JRS – Há um momento quem que me tornei escritor. Houve um “click”. Fiz a minha tese de doutoramento sobre reportagem de guerra que foi publicada, e na altura o presidente da Associação Portuguesa de Escritores leu-a e disse-me: eu acho que você é um romancista. Confesso que não fiquei muito entusiasmado e disse-lhe que sim, para agradar, mas mais tarde ele pediu-me para escrever um conto para uma revista literária. Eu não tinha grande vontade, mas como lhe devia um favor, não lhe podia dizer que não. E aceitei. Recuperei uma história perdida da minha tese de doutoramento passada em Timor, arranjei uma reportagem em ficção para a contar. E de repente entusiasmei-me, e o conto transformou-se num romance. O meu primeiro. A Ilha das Trevas. Publicado em 2002. Foi a partir daí que eu percebi que com a ficção, eu podia explicar coisa verdadeiras de maneira mais forte, do que com o discurso da não ficção. Viciei-me na ficção, e sobretudo na ideia de usar a literatura para contar coisas verdadeiras. A ficção é uma mentira. Então é usar a ficção para dizer coisas verdadeiras.

 

Lá está… falar verdade a mentir, como sugeria Almeida Garrett…

 

Posso usar a mentira para dizer coisas verdadeiras. Como o Kafka, em “O Processo”, em que através da ficção ele nos transporta para uma dura realidade. É assim que eu penso a literatura, é o meu “faz sentido”.

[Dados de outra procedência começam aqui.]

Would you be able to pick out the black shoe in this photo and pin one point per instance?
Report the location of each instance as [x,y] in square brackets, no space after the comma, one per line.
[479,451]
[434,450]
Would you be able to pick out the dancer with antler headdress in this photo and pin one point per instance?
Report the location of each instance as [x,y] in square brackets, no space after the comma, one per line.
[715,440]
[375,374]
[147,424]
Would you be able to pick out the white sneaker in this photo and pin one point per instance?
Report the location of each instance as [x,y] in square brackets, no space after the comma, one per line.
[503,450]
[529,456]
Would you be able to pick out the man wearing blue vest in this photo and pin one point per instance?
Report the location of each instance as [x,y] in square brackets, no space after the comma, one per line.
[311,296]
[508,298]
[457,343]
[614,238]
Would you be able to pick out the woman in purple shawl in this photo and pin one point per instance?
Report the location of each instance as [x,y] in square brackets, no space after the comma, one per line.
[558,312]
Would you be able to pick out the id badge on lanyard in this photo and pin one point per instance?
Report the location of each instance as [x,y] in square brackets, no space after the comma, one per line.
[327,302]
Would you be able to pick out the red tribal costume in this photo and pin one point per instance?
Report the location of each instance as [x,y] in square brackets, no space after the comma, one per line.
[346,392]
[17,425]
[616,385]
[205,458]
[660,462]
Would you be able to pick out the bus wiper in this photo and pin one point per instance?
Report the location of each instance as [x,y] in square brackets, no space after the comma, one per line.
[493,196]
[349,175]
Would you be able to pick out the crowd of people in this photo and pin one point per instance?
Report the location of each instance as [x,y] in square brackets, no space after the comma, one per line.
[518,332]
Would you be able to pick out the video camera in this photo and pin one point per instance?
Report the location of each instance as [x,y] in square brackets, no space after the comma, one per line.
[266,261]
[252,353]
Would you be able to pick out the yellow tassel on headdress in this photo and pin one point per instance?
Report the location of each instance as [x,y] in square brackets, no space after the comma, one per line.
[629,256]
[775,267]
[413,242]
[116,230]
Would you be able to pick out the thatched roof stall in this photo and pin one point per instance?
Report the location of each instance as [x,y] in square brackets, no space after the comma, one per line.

Como surgiu o processo criativo, as personagens que o têm acompanhado?

 

Eu escrevo aquilo que chamo “Mistério Real”, como o Tomás Noronha- uma espécie de Indiana Jones português, ficção na actualidade. E também escrevo romances históricos, e aí eu crio personagens especificamente para cada história que pretendo contar.

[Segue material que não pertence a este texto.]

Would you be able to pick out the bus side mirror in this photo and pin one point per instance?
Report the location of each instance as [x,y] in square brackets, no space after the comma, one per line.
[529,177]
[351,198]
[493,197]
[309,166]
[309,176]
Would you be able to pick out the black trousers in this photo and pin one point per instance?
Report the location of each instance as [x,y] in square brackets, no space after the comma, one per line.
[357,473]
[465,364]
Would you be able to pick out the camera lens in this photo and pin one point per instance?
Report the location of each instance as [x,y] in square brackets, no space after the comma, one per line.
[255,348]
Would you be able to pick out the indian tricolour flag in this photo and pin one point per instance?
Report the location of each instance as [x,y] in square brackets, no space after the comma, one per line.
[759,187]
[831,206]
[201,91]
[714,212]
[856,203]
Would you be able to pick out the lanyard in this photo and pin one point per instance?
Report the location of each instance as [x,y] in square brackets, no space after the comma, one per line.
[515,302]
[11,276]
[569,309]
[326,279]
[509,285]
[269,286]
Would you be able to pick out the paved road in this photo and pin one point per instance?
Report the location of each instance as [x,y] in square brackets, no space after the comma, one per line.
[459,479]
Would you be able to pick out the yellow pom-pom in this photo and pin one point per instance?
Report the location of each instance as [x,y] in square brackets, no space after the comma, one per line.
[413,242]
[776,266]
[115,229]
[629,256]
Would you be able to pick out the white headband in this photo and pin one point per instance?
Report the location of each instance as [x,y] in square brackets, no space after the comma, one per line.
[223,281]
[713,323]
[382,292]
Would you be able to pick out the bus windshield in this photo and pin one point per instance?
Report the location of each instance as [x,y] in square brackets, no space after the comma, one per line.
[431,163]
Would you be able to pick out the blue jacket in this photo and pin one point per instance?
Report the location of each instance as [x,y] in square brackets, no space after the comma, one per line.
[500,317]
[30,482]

Já era um jornalista muito conhecido. Passou a ser um escritor muito conhecido, vende livros como poucos… isso mudou a sua vida? A forma como vê a sua percepção de viver?

 

A minha percepção mudou muito, claro. Os jornalistas são especialistas em generalidades ( risos, meus…), isto é, sabem um bocadinho de tudo, mas não sabem muito de nada. De manhã fazes uma história de um acidente na praça principal da Covilhã, à tarde cobres um assunto policial, e à noite estás numa reunião partidária… é tudo muito diferente. Com os romances, que são muito pesquisados, comecei a entrar em outras áreas do conhecimento. História, economia, geografia, política, filosofia, ciência, física, … e por aí fora. E até Inteligência Artificial. Entrei em profundidade em muitas áreas do conhecimento. E se tu aprendes muito enquanto escritor, não posso enquanto escritor fingir que não tenho esse conhecimento. Logo melhora-me como jornalista, mas do mesmo modo traz-me problemas. Como por exemplo, lidar com mitos que já estudei, e que não são muitas vezes como são do julgamento habitual. É isso…

 

Tem um romance preferido?

 

Gosto de todos de igual forma, embora tenha o “Anjo Branco”, que é a história do meu pai em África. Mas não vou dizer que é o meu favorito… Tenho por todos um carinho especial.

 

E esta produção, vais continuar a escrever a este ritmo?

 

Não sei… estou a ficar velho, gordo e careca. Não sei se conseguirei aguentar, mas para já tenho estado com um por ano.

 

Continua a sentir-se bem no papel de jornalista?

 

Sim, continuo a gostar muito de ser jornalista, e é um trabalho que se complementa com o de escritor. O meu trabalho de romancista ajuda-me a ser melhor jornalista.

 

Até quando vai apresentar o Telejornal?

 

Até às 9 da noite!

PERFIL

José Rodrigues Santos é moçambicano. Nasceu na Beira. Fez 60 anos a 1 de Abril, Dia das Mentiras. É verdade. Fez-se jornalista em Macau no início da década de 80. Esteve na BBC e na CNN. Em 91 apresentava o 24 Horas, noticiário de fim de noite da RTP 1. Estava “no ar” quando as tropas americanas entraram em Bagdad, no Iraque, iniciando a primeira Guerra do Golfo. Nunca mais saiu “do ar”. Já lá vão… é fazer as contas! Foi Director de Informação da RTP.